ParameterList and list of buffers in the same module

I want to have a Module that is parametrized by a list of tensors. In the situation, when this Module is a “leaf” module in the pipeline (i.e. its parameters are trainable parameters), then it’s pretty simple: I just have to use ParameterList to store its parameters.

The question is, what should I do, if it’s not a “leaf” module, i.e. I somehow constructing it’s parameter tensors and only after that instantiating the module.

Consider this toy example: I want to encapsulate a rang-1 matrix decomposition:

class Rang1Matrix(nn.Module):
    def __init__(self, vectors):
        super().__init__()
        self.vectors = vectors
    
    def forward(self):
        return  t.matmul(self.vectors[0], self.vectors[1])

In this block of code, if I want to create a module with trainable parameters, then I just have to pass ParameterList as a “vectors” argument. But what should I do, if I already have tensors “vector”, through which I want autodifferentiate?

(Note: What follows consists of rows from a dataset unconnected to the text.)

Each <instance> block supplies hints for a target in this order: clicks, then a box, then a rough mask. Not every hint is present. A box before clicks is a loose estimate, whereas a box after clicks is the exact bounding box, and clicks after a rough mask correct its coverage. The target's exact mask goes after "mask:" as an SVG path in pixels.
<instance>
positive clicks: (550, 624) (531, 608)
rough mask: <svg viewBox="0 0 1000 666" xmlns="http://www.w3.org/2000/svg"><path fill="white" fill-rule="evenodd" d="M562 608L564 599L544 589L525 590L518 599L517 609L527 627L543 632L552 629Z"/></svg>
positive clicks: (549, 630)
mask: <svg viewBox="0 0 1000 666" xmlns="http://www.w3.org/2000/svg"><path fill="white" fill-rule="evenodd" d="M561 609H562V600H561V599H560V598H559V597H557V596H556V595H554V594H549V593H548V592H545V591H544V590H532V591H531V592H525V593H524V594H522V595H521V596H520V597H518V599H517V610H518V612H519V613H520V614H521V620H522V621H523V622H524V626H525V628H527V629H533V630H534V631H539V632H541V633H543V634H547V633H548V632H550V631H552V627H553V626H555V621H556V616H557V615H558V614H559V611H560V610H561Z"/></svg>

In particular, I want Rang1Matrix to fully support functions like .cuda(), .cpu(), .to(), etc.

Hi,

You want gradients to flow back all the way to the vectors that were given as input to the __init__ function?
If so, your code will work fine.
But if you want it to work with .to()-like functions, it is harder. Because then you want these to be done in a differentiable manner, which they don’t really do. And this will create part of the graph that will be re-used between forward passes and that can cause your backward to fail because some buffers have been freed.